Art. 80a Wet RO biedt de Hoge Raad de bevoegdheid om zaken in cassatie niet-ontvankelijk te verklaren als de klachten geen behandeling in cassatie rechtvaardigen, omdat de partij klaarblijkelijk onvoldoende belang heeft, of als de klachten klaarblijkelijk niet tot cassatie kunnen leiden. Uit onderzoek is gebleken dat het (totaal) beeld van de toepassing van art. 80a Wet RO positief is. De door de wetgever geformuleerde verwachtingen zijn voor de sector belastingrecht gerealiseerd. Dat schrijft minister Weerwind voor Rechtsbescherming aan de Eerste Kamer.

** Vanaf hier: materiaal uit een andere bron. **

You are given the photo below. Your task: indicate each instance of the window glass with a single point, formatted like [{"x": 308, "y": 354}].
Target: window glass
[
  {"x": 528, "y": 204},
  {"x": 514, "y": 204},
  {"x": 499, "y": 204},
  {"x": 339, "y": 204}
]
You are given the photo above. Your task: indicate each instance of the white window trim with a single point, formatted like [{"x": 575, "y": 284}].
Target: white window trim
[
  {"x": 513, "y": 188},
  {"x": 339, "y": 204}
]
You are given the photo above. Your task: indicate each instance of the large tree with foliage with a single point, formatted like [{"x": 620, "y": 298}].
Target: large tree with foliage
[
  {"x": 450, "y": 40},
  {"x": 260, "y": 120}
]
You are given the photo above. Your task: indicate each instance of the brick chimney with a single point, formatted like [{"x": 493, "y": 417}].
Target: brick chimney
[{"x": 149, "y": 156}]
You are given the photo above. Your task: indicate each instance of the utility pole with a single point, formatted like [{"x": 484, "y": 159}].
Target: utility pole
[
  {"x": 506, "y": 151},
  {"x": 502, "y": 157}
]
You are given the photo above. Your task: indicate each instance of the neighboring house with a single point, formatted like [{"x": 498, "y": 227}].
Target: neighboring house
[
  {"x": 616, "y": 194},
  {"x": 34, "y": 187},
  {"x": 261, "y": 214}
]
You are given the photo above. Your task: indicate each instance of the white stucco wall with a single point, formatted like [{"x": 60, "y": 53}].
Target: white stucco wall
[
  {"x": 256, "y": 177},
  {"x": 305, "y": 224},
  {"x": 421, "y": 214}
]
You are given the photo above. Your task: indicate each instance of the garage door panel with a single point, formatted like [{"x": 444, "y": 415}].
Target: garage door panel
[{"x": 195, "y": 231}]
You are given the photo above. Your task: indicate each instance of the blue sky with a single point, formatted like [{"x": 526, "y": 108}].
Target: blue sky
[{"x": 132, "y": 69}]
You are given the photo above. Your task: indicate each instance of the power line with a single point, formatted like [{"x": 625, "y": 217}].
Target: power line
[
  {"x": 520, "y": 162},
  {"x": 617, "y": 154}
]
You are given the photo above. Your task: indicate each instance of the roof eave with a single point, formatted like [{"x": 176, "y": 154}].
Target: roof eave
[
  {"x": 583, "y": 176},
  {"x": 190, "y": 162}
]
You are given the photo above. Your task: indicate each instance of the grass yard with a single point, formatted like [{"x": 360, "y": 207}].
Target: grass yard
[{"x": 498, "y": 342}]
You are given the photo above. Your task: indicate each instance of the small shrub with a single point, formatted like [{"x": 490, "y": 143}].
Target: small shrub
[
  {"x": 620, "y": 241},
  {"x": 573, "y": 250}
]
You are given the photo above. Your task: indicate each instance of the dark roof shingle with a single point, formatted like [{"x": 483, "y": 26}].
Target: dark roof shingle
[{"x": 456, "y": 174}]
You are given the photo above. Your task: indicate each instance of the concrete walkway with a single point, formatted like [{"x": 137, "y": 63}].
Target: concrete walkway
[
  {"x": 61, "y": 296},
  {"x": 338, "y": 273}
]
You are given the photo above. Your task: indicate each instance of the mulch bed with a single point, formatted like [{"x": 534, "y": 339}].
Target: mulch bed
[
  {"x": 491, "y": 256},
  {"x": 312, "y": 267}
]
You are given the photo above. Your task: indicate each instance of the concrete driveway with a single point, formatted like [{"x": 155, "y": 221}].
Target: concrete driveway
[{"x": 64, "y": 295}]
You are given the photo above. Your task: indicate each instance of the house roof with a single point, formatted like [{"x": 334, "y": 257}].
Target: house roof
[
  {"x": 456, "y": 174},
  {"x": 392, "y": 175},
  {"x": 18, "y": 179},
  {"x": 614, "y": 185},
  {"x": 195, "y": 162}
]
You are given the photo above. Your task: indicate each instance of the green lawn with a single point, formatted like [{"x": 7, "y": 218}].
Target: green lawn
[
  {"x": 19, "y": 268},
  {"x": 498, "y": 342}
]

Art. 80a Wet RO heeft de Hoge Raad en het parket in staat gesteld de procedure voor het selecteren van zaken zodanig vorm te geven dat er bij gelijkblijvende capaciteit ruimte is ontstaan om tijd te kunnen besteden aan de zaken die van belang zijn voor rechtsontwikkeling en rechtseenheid. Daarmee kan de Hoge Raad zich meer concentreren op zijn kerntaken en is het door de wetgever beoogde hoofddoel bereikt.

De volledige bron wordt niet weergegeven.